Value added – definition and meaning

Value added has several different meanings. In economics it is the difference between all sales within an industry and the total costs of materials, components and services bought from other businesses over a specific period.

Economic value added is one industry’s contribution to a country’s GDP (gross domestic product).

The Bureau of Economic Analysis (BEA), part of the US Government, explains that the value added of an industry, also known as GDP-by-industry, is the contribution of an industry or government sector to overall GDP.

The BEA explains:

“Value added equals the difference between an industry’s gross output (consisting of sales or receipts and other operating income, commodity taxes, and inventory change) and the cost of its intermediate inputs (including energy, raw materials, semi-finished goods, and services that are purchased from all sources).”

Value added describes what happens when a commercial enterprise takes a basic product and increases its value (and also its price) by adding extras in the manufacturing process, or by tacking extra products, offers and/or services. It is classed as a value-added activity when customers are willing to pay extra for the additional output.

In accounting, value added means the same as gross income.

Value added in marketing

In marketing, value added is a competitive advantage that a product or service obtains by combining, packaging, or bundling benefits and features to it. A company may add a few features to a product – which is otherwise basically the same as those of its competitors – to make it stand out and be more attractive to consumers.

An example of a value added feature on a product such as a laptop would be to offer a two-year guarantee that includes free support.

The world of shopping, as far as consumers are concerned, has changed considerably since the advent of the Internet. Consumers can have access to any product they desire and have it delivered directly to their homes or offices in record time.

The struggle among suppliers to find a competitive advantage in today’s digital marketplace has become intense. Businesses are forever challenged to find ways to give their products added value to justify their prices.

Economic Value Added (EVA), otherwise known as economic profit, is the difference between how much profit a business makes from invested capital and how much it paid out to obtain that capital – how much more it created than the required return of its stockholders and debt holders (investors). It is a variation of profit. Profit alone doesn’t tell us what the cost of capital was – EVA does.

What the product does for me

Modern consumers are much more concerned now about what the good or service will do for them than just its list of features.

Knowing what consumers truly value is crucial to how suppliers create, package, market and deliver their goods and services.

Companies can created added value through their brands.

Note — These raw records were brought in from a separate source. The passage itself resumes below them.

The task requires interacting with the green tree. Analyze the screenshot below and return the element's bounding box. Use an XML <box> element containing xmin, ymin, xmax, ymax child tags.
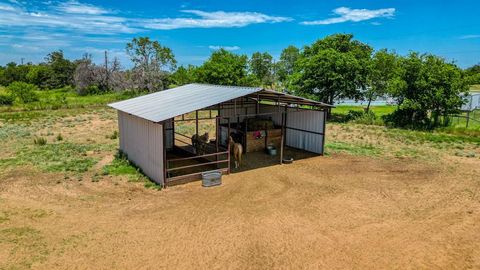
<box><xmin>0</xmin><ymin>62</ymin><xmax>32</xmax><ymax>86</ymax></box>
<box><xmin>196</xmin><ymin>49</ymin><xmax>250</xmax><ymax>86</ymax></box>
<box><xmin>291</xmin><ymin>34</ymin><xmax>373</xmax><ymax>107</ymax></box>
<box><xmin>465</xmin><ymin>64</ymin><xmax>480</xmax><ymax>85</ymax></box>
<box><xmin>7</xmin><ymin>81</ymin><xmax>39</xmax><ymax>103</ymax></box>
<box><xmin>276</xmin><ymin>45</ymin><xmax>300</xmax><ymax>84</ymax></box>
<box><xmin>387</xmin><ymin>53</ymin><xmax>468</xmax><ymax>128</ymax></box>
<box><xmin>171</xmin><ymin>65</ymin><xmax>198</xmax><ymax>86</ymax></box>
<box><xmin>249</xmin><ymin>52</ymin><xmax>273</xmax><ymax>86</ymax></box>
<box><xmin>26</xmin><ymin>64</ymin><xmax>53</xmax><ymax>89</ymax></box>
<box><xmin>44</xmin><ymin>51</ymin><xmax>76</xmax><ymax>89</ymax></box>
<box><xmin>365</xmin><ymin>49</ymin><xmax>399</xmax><ymax>112</ymax></box>
<box><xmin>126</xmin><ymin>37</ymin><xmax>176</xmax><ymax>92</ymax></box>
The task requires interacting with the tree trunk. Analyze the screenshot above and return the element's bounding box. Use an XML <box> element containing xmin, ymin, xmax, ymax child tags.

German automobile makers such as Mercedes, Audi and BMW sell their products for significantly more than their costs of production because of their reputation for reliability, sturdy mechanics, and unrivaled performance.

Value added in accounting

Rather than purchasing a product or service, customers buy the value and utility that a company puts into its goods or services. The value a company adds to its products is what convinces its customers to purchase them. Value added costs are what it costs a company to produce a customer’s products or provide his or her services.

As explains, cost accounting is a division of managerial accounting that tracks production costs.

As a company’s items move through production, cost accounting identifies which activities do and do not add value to its products. The aim is always to keep non-value-added activities to a minimum.

There are three types of costs that a business incurs: 1. Value-added costs. 2. Business value-added costs. 3. Non-value-added costs. What do they mean?

Non-Value-Added Costs: costs that are added to goods or services without enhancing their value. Examples include fixing or reworking defective goods, product inspections, and quality control.

Storage costs are increased when a supplier produces too much. Anything which leads to machines or workers remaining idle creates non-value-added costs.

Value-added costs: these are the resources consumed – money/time spent – in enhancing the value of a product or service. For manufacturing companies, value-added costs include direct labor, equipment and machinery, raw materials, and other expenses used in creating and making the product more attractive or enticing.

For retailers, value-added costs include the costs of purchasing their merchandise, as well as transporting and storing it. Virtually any activity that makes money for a company forms part of value-added costs.

Business-Value-Added costs: these are the indispensable indirect expenses of creating products, delivering services, or selling merchandise in a shop. However, they do not add value to what is being delivered to the customers.

They are the company’s administrative and selling expenses, such as employee wages and salaries, commissions, and advertising expenditure. Manufacturers also include direct labor as part of business-added-value costs. There is some overlap with the other categories – the degree of overlap usually depends on the company’s accounting style and where the accountant was trained.